Background  Accurate and consistent regional lymph node classification (N) is an important element in the staging and multidisciplinary management of lung cancer. Regional lymph node definition sets—lymph node maps—have been created to standardize N. In 2009, the International Association for the Study of Lung Cancer (IASLC) introduced a lymph node map to supersede all pre-existing lymph node maps.

Aim  To study if, and how lung cancer specialists apply the IASLC lymph node map when classifying thoracic lymph nodes encountered on computed tomography (CT) during lung cancer staging.
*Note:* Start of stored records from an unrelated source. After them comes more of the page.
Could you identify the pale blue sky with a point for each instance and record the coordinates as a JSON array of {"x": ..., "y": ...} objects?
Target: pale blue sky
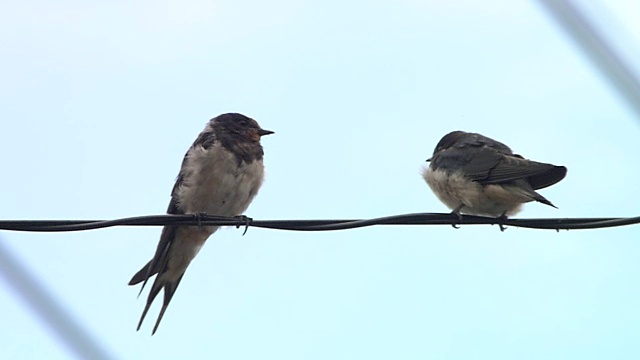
[{"x": 100, "y": 102}]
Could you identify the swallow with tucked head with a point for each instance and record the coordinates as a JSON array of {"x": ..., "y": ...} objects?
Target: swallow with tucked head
[
  {"x": 473, "y": 174},
  {"x": 220, "y": 175}
]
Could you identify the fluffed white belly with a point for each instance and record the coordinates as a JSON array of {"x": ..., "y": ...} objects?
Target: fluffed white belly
[{"x": 453, "y": 189}]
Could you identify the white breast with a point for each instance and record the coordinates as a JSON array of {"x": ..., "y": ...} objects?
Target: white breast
[
  {"x": 453, "y": 189},
  {"x": 215, "y": 184}
]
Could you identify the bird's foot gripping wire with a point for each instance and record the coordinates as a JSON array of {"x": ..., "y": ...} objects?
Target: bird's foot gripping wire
[
  {"x": 198, "y": 217},
  {"x": 458, "y": 215},
  {"x": 501, "y": 219},
  {"x": 243, "y": 221}
]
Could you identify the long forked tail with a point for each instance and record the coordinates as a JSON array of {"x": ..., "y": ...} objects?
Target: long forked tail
[{"x": 169, "y": 289}]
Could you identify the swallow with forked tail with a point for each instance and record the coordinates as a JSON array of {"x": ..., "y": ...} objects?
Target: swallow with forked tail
[{"x": 220, "y": 175}]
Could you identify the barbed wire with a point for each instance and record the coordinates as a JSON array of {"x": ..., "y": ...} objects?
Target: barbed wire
[{"x": 315, "y": 225}]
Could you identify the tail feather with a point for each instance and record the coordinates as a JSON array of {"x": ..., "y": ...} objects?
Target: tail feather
[{"x": 169, "y": 289}]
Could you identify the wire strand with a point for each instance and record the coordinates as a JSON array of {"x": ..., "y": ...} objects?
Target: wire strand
[{"x": 314, "y": 225}]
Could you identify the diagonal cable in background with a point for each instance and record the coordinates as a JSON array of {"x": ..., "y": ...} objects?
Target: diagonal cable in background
[
  {"x": 59, "y": 321},
  {"x": 593, "y": 44}
]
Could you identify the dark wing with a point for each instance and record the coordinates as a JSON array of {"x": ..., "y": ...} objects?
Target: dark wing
[
  {"x": 158, "y": 264},
  {"x": 206, "y": 139},
  {"x": 487, "y": 166}
]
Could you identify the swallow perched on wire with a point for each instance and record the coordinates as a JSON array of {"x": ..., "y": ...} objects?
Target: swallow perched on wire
[
  {"x": 473, "y": 174},
  {"x": 220, "y": 174}
]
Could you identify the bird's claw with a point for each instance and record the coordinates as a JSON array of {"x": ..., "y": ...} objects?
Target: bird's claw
[
  {"x": 458, "y": 215},
  {"x": 198, "y": 217},
  {"x": 243, "y": 220},
  {"x": 501, "y": 219}
]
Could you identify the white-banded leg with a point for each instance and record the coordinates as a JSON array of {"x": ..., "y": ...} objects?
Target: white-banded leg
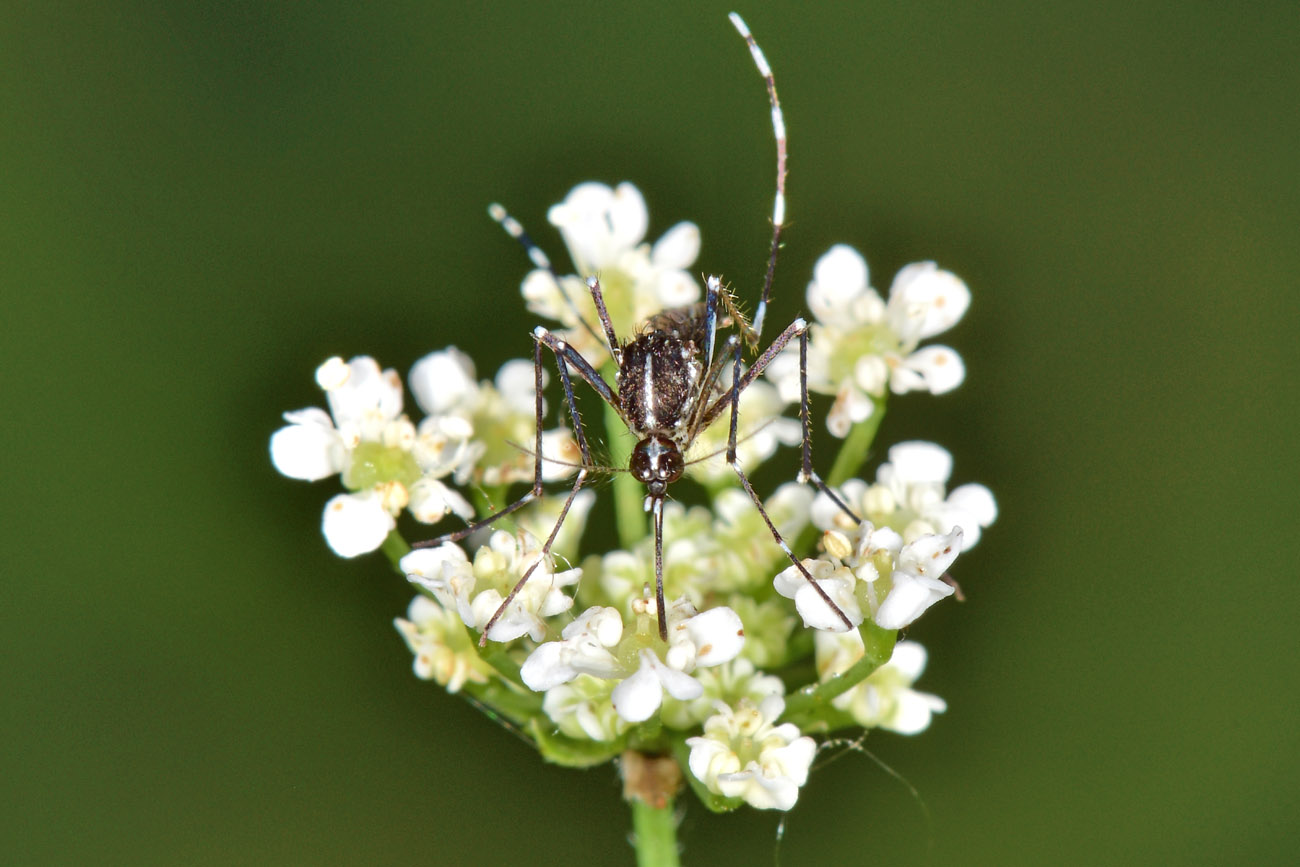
[
  {"x": 657, "y": 515},
  {"x": 593, "y": 285},
  {"x": 536, "y": 491},
  {"x": 564, "y": 356},
  {"x": 538, "y": 258},
  {"x": 732, "y": 401},
  {"x": 779, "y": 203}
]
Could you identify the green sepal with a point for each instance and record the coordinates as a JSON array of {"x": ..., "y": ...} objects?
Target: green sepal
[
  {"x": 570, "y": 751},
  {"x": 711, "y": 801}
]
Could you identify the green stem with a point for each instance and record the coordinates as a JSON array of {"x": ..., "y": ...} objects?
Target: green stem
[
  {"x": 853, "y": 454},
  {"x": 654, "y": 835},
  {"x": 810, "y": 702},
  {"x": 395, "y": 547}
]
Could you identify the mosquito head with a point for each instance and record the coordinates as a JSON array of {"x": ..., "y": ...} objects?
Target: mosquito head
[{"x": 657, "y": 462}]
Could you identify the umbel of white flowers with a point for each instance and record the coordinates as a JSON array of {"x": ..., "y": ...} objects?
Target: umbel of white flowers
[{"x": 576, "y": 662}]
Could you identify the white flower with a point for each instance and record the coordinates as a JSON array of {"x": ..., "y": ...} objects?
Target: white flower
[
  {"x": 442, "y": 649},
  {"x": 728, "y": 684},
  {"x": 475, "y": 590},
  {"x": 742, "y": 754},
  {"x": 917, "y": 579},
  {"x": 581, "y": 709},
  {"x": 605, "y": 229},
  {"x": 710, "y": 553},
  {"x": 885, "y": 698},
  {"x": 861, "y": 345},
  {"x": 871, "y": 568},
  {"x": 910, "y": 495},
  {"x": 367, "y": 439},
  {"x": 596, "y": 644},
  {"x": 484, "y": 430}
]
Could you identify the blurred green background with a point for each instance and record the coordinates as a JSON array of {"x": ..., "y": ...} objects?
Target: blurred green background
[{"x": 203, "y": 200}]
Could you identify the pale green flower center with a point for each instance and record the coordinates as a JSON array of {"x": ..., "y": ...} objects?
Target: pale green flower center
[{"x": 373, "y": 463}]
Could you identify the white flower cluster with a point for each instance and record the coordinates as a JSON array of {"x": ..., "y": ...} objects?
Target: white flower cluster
[
  {"x": 862, "y": 346},
  {"x": 605, "y": 230},
  {"x": 586, "y": 686},
  {"x": 389, "y": 464}
]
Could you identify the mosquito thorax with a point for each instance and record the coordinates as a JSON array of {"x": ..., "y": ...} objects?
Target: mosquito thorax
[{"x": 657, "y": 463}]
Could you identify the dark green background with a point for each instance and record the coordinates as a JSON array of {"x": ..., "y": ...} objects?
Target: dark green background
[{"x": 203, "y": 200}]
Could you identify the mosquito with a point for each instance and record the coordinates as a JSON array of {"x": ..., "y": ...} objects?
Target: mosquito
[{"x": 668, "y": 385}]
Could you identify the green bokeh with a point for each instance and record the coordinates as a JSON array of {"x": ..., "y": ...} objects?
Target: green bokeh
[{"x": 204, "y": 200}]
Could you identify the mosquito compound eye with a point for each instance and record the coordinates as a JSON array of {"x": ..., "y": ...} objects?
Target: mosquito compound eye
[
  {"x": 657, "y": 462},
  {"x": 671, "y": 465}
]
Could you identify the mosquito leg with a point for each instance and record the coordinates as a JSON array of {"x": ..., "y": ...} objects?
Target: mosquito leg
[
  {"x": 540, "y": 259},
  {"x": 779, "y": 133},
  {"x": 542, "y": 555},
  {"x": 713, "y": 289},
  {"x": 593, "y": 284},
  {"x": 575, "y": 359},
  {"x": 537, "y": 468},
  {"x": 806, "y": 472},
  {"x": 658, "y": 567},
  {"x": 737, "y": 384}
]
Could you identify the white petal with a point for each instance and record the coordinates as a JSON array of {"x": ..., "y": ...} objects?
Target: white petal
[
  {"x": 677, "y": 684},
  {"x": 628, "y": 216},
  {"x": 718, "y": 636},
  {"x": 355, "y": 524},
  {"x": 909, "y": 599},
  {"x": 934, "y": 299},
  {"x": 818, "y": 615},
  {"x": 365, "y": 393},
  {"x": 918, "y": 462},
  {"x": 676, "y": 289},
  {"x": 976, "y": 501},
  {"x": 638, "y": 697},
  {"x": 871, "y": 373},
  {"x": 931, "y": 555},
  {"x": 849, "y": 408},
  {"x": 677, "y": 248},
  {"x": 826, "y": 515},
  {"x": 939, "y": 367},
  {"x": 909, "y": 658},
  {"x": 913, "y": 711},
  {"x": 443, "y": 381},
  {"x": 545, "y": 668},
  {"x": 308, "y": 450},
  {"x": 839, "y": 276},
  {"x": 516, "y": 381},
  {"x": 599, "y": 224},
  {"x": 430, "y": 501}
]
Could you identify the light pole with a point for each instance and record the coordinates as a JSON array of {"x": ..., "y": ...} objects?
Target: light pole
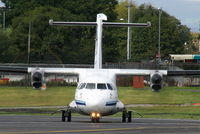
[
  {"x": 159, "y": 20},
  {"x": 29, "y": 41},
  {"x": 129, "y": 32}
]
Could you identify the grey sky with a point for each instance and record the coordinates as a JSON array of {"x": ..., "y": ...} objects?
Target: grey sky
[{"x": 187, "y": 11}]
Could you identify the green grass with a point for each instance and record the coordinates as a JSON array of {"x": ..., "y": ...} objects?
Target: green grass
[
  {"x": 56, "y": 96},
  {"x": 168, "y": 95},
  {"x": 27, "y": 96}
]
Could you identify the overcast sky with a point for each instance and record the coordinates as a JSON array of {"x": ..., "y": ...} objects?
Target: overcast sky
[{"x": 187, "y": 11}]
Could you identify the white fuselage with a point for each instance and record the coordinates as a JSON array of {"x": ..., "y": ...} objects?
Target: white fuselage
[{"x": 97, "y": 92}]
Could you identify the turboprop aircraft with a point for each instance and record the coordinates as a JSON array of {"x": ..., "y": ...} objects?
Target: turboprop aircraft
[{"x": 96, "y": 94}]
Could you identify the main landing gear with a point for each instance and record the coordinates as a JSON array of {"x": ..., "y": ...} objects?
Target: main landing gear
[
  {"x": 127, "y": 115},
  {"x": 66, "y": 114}
]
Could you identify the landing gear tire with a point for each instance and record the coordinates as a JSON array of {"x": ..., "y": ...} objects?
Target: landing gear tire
[
  {"x": 66, "y": 114},
  {"x": 95, "y": 120},
  {"x": 124, "y": 116},
  {"x": 63, "y": 116},
  {"x": 127, "y": 115}
]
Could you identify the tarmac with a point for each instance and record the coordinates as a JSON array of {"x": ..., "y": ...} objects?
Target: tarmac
[{"x": 37, "y": 124}]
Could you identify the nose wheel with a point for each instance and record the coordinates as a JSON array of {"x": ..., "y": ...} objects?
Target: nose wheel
[
  {"x": 95, "y": 117},
  {"x": 126, "y": 115},
  {"x": 66, "y": 114}
]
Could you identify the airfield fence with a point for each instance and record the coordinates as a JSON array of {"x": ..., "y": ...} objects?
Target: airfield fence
[{"x": 59, "y": 80}]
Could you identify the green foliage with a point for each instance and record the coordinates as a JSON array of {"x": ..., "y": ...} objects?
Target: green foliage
[
  {"x": 145, "y": 40},
  {"x": 58, "y": 44}
]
Methods  Invitations were distributed to all members of the Fleischner Society, Society of Thoracic Radiology, General Thoracic Surgical Club, and the American Association of Bronchology and Interventional Pulmonology to participate in an anonymous, online image-based and text-based 20-question survey regarding lymph node classification for lung cancer staging on CT.

Results  337 individuals responded (approximately 25% participation). Respondents consisted of self-reported thoracic radiologists (n=158), thoracic surgeons (n=102), and pulmonologists who perform endobronchial ultrasound (n=77). Half of the respondents (50%; 95% CI, 44%-55%) reported using the IASLC lymph node map in daily practice, with no significant differences between subspecialties. A disparity was observed between the IASLC definition sets and their interpretation and application on CT, in particular for lymph nodes near the thoracic inlet, anterior to the trachea, anterior to the tracheal bifurcation, near the ligamentum arteriosum, between the bronchus intermedius and esophagus, in the internal mammary space, and adjacent to the heart.

Conclusion  Use of older lymph node maps and inconsistencies in IASLC lymph node map definition interpretation and application may potentially lead to stage misclassification and suboptimal management of lung cancer in some patients.